1 Martiniquais sur 5 dépasse le seuil de référence sanitaire
Si les niveaux moyens observés sont considérés comme faibles, une partie de la population dépasse encore la valeur toxicologique de référence interne (VTRi) fixée par l’Agence nationale de sécurité sanitaire (Anses).
Cette valeur correspond à la concentration sanguine en dessous de laquelle le risque d’effets néfastes sur la santé est considéré comme négligeable sur le long terme.
Selon Kannari 2, 18,7 % des Martiniquais et 14,3 % des Guadeloupéens présentent une concentration supérieure à ce seuil de 0,4 microgramme par litre.
Lors de la première étude Kannari, ces proportions atteignaient respectivement 25 % en Martinique et 14 % en Guadeloupe.
Les enfants également concernés par la contamination
Pour la première fois, l’étude s’intéresse de manière approfondie aux enfants âgés de 6 à 17 ans.
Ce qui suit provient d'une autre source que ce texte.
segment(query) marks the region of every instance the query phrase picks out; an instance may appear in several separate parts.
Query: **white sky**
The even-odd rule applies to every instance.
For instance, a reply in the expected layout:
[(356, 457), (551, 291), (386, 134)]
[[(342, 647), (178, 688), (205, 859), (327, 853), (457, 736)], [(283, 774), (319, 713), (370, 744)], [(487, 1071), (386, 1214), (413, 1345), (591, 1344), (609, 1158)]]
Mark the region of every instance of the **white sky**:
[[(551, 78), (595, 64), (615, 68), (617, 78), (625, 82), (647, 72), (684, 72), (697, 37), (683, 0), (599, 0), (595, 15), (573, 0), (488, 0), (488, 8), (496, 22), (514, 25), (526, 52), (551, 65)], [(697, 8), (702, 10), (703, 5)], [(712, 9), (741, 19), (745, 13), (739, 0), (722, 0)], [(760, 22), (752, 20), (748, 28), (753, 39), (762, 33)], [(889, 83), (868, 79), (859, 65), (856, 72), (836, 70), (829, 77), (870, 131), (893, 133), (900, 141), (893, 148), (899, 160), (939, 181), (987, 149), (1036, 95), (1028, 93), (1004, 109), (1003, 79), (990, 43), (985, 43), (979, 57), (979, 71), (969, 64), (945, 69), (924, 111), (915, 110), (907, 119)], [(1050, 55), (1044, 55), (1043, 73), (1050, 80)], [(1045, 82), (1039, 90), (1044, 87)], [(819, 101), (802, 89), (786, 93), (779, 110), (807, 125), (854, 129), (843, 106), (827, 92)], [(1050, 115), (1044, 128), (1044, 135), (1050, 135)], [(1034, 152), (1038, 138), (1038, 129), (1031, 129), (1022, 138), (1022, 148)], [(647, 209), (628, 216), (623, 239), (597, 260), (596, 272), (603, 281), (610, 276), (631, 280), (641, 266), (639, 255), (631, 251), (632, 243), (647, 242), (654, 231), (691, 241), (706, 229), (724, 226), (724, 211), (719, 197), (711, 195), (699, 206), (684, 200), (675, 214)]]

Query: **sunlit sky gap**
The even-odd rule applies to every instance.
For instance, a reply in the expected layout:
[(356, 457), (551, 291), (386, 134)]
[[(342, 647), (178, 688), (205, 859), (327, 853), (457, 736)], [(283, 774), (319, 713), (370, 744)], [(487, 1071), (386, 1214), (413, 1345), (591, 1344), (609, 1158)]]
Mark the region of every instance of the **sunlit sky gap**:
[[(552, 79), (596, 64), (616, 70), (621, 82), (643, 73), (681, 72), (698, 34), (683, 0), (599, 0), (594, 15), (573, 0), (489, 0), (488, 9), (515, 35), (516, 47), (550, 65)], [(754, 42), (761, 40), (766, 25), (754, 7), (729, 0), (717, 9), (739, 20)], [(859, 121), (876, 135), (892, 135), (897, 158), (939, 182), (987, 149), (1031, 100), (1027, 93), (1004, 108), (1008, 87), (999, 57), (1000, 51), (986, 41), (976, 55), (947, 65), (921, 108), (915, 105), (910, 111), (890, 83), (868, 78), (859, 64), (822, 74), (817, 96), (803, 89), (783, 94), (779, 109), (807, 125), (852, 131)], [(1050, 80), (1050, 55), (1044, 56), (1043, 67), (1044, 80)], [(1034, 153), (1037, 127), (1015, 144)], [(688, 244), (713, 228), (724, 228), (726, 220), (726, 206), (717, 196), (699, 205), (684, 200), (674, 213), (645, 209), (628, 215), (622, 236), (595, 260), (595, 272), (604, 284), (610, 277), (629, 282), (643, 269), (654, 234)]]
Les premiers résultats, encore non pondérés, portent sur 119 enfants inclus dans l’enquête. Parmi eux, 48 présentent des concentrations inférieures au seuil de détection.
En revanche, 10 enfants dépassent la VTRi. Parmi leurs parents, neuf affichent également des concentrations supérieures au seuil sanitaire de référence.
Ces données préliminaires devront être consolidées avant de pouvoir être extrapolées à l’ensemble de la population antillaise.
Les femmes en âge de procréer moins exposées
L’étude révèle également que les femmes âgées de 18 à 49 ans présentent des niveaux d’imprégnation globalement inférieurs à ceux de la population générale.
Malgré cela, 10 % des femmes concernées en Martinique et 5 % en Guadeloupe dépassent encore la VTRi, soulignant la nécessité de maintenir les actions de prévention auprès de ce public considéré comme sensible.
Plus de 3 000 participants mobilisés pour Kannari 2
Lancée dans le cadre du Plan Chlordécone IV par Santé publique France, l’étude Kannari 2 a été réalisée entre janvier et juillet 2024.
Au total, plus de 3 000 personnes, dont 700 enfants âgés de 6 ans et plus, ont participé à l’enquête en Martinique et en Guadeloupe. Pour atteindre cet objectif, 43 enquêteurs et 47 infirmières ont été mobilisés sur les deux territoires.
Au-delà du chlordécone, l’étude vise également à mesurer l’exposition de la population à d’autres substances comme le glyphosate, certains pesticides récents ou encore des métaux lourds tels que le plomb, l’arsenic et le mercure.
Les résultats présentés ce mardi confirment que l’exposition au chlordécone demeure un enjeu majeur de santé publique aux Antilles. Si une diminution de l’imprégnation semble s’amorcer, des disparités territoriales et sociales persistent.